Rembrandt School, circa 1640-1650

Composition Study, possibly Christ Driving the Money Changers from the Temple

Black chalk, pen and brown ink, brown and grey wash, brown ink framing lines, 102 x 138 mm (4 x 5.4 inch)

Provenance
- Baron Dominique Vivant-Denon (1747–1825) (Lugt 780)
- Private collection, The Netherlands

***

This recently discovered powerful study sheet immediately recalls the drawings of Rembrandt Harmensz. van Rijn (1606-1669), the most influential artistic personality of the Dutch Golden Age. As is well known, Rembrandt’s studio attracted a host of students, pupils and collaborators, who paid annual tuition fees to the master. Drawing was enormously important to Rembrandt, whose creative thought processes can often be followed by studying his surviving drawings. Rembrandt impressed the importance of drawing upon his students, who strived to emulate the master’s drawing style as closely as possible.

Because of the number of students, the rarity of signed sheets and the dependence on Rembrandt’s own technique, it is sometimes difficult to securely attribute drawings produced in Rembrandt’s orbit – as is also the case here. Stylistically, the drawing can be dated to c.1640-1650. Although it has been executed with considerable vigour and confidence, indicating a strong artistic personality, the identify of the artist has so far remained elusive. Students in Rembrandt’s studio in this period included for instance Ferdinand Bol (1616–1680) and Gerbrand van den Eeckhout (1621–1674). Some of the latter’s drawings are executed in a similar shorthand yet painterly technique, employing multiple media, for instance Sts Peter and John Healing the Cripple (fig.).1 As is often the case with sketches by Rembrandt and his circle, it is frequently difficult to correctly identify the iconography. This also applies here, although this vigorous sketch may well be a preparatory study for a Christ Driving the Money Changers from the Temple.

This mysterious and dramatic sheet once formed part of the collection of Baron Dominique Vivant-Denon (1747–1825), first Director of the Musée Napoleon, now the Louvre – a wing in this museum is still named after him.2 Vivant-Denon had earlier accompanied Napoleon on his expedition to Egypt, and his drawings made during this tour were published in 1802 as the Voyage dans la basse et la haute Egypte, which greatly increased knowledge about Egypt.
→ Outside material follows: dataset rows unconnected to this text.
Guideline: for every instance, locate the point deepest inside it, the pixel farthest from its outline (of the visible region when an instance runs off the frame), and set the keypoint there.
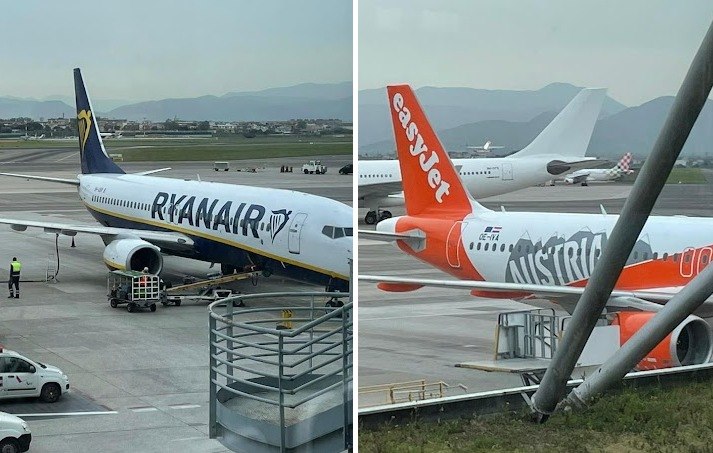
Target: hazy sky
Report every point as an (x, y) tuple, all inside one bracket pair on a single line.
[(136, 49), (639, 49)]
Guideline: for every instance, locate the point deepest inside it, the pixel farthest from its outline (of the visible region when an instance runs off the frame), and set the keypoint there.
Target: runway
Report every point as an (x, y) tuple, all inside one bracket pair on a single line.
[(143, 377), (421, 335)]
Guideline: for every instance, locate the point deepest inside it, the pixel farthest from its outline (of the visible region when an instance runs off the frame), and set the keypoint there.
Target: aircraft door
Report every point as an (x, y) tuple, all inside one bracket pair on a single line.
[(507, 172), (453, 244), (17, 377), (686, 264), (293, 238)]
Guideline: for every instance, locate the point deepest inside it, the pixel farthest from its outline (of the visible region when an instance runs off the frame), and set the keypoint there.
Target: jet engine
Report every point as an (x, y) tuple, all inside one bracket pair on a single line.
[(133, 254), (690, 343)]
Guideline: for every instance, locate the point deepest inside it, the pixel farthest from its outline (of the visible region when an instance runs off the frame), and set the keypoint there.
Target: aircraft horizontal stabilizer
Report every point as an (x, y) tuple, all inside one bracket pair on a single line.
[(151, 172), (74, 182), (566, 296)]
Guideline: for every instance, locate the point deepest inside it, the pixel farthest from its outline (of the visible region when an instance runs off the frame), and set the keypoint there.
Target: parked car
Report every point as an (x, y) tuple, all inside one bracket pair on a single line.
[(314, 166), (348, 169), (15, 435), (22, 377)]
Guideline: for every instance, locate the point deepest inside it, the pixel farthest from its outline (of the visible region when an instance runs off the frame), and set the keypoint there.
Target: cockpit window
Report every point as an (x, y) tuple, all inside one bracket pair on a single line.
[(337, 232)]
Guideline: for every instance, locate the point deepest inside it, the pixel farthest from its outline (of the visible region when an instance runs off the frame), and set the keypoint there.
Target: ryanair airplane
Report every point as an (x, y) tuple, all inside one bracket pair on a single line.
[(293, 234)]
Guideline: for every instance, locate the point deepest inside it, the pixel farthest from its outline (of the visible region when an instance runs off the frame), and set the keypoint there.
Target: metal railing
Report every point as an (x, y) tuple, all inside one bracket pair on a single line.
[(400, 392), (284, 357)]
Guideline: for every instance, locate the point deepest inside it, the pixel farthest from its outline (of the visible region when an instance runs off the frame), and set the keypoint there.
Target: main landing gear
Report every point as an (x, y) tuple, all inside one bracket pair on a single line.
[(370, 217)]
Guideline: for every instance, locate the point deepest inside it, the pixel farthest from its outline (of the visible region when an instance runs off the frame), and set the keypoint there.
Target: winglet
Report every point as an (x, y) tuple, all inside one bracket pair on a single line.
[(430, 181), (91, 149)]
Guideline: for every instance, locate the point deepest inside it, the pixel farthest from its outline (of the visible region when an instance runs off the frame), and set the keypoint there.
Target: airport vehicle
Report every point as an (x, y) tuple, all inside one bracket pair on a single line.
[(486, 148), (348, 169), (15, 434), (21, 377), (558, 149), (143, 217), (135, 289), (314, 167), (587, 175), (549, 255)]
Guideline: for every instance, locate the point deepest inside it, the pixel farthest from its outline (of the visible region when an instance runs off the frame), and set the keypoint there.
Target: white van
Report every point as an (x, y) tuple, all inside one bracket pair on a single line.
[(15, 435), (21, 377)]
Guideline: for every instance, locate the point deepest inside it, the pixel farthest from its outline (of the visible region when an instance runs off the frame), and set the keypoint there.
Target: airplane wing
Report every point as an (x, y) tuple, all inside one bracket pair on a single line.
[(164, 239), (567, 296)]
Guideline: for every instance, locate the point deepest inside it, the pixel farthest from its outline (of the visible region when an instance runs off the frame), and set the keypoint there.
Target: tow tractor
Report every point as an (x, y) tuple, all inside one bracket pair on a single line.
[(136, 289), (207, 290)]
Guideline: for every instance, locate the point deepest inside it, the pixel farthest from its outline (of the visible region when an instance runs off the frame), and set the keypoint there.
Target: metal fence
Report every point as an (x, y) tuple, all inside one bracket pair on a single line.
[(279, 375)]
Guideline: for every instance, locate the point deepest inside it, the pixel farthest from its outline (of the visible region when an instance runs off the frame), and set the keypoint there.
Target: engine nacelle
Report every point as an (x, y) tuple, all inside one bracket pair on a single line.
[(690, 343), (133, 254)]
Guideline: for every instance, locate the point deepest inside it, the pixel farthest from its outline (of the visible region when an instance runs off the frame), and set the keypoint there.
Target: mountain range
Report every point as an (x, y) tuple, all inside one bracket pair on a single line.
[(308, 100), (513, 124)]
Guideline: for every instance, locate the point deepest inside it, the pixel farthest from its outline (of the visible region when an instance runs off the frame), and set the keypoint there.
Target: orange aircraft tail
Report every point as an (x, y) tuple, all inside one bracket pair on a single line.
[(431, 183)]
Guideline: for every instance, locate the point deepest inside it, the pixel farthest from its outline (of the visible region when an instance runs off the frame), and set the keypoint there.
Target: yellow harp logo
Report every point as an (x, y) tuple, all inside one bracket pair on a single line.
[(84, 123)]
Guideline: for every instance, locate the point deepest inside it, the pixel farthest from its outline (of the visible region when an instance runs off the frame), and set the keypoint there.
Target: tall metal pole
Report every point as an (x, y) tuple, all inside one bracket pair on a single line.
[(643, 341), (688, 104)]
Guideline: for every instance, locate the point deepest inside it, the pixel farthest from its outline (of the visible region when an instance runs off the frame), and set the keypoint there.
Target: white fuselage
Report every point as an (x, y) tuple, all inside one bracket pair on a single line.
[(287, 227), (482, 177), (562, 249), (595, 175)]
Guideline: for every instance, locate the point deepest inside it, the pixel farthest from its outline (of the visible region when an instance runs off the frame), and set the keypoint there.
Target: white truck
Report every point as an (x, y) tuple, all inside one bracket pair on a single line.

Vivant-Denon was a celebrated collector in his own right.

SOLD

1. Pen and brown ink, brown wash, 175 x 220 mm, formerly A. Strölin collection, Lausanne; W. Sumowski, Drawings of the Rembrandt School, New York 1981, vol. 3, cat. no. 763x, pp. 1646-47, repr.
2. F. Lugt, Les marques de collections de dessins & d'estampes, The Hague 1921, no. 780 and Marie-Anne Dupuy, Dominque-Vivant Denon: l'oeil de Napoléon, Paris 1999, passim.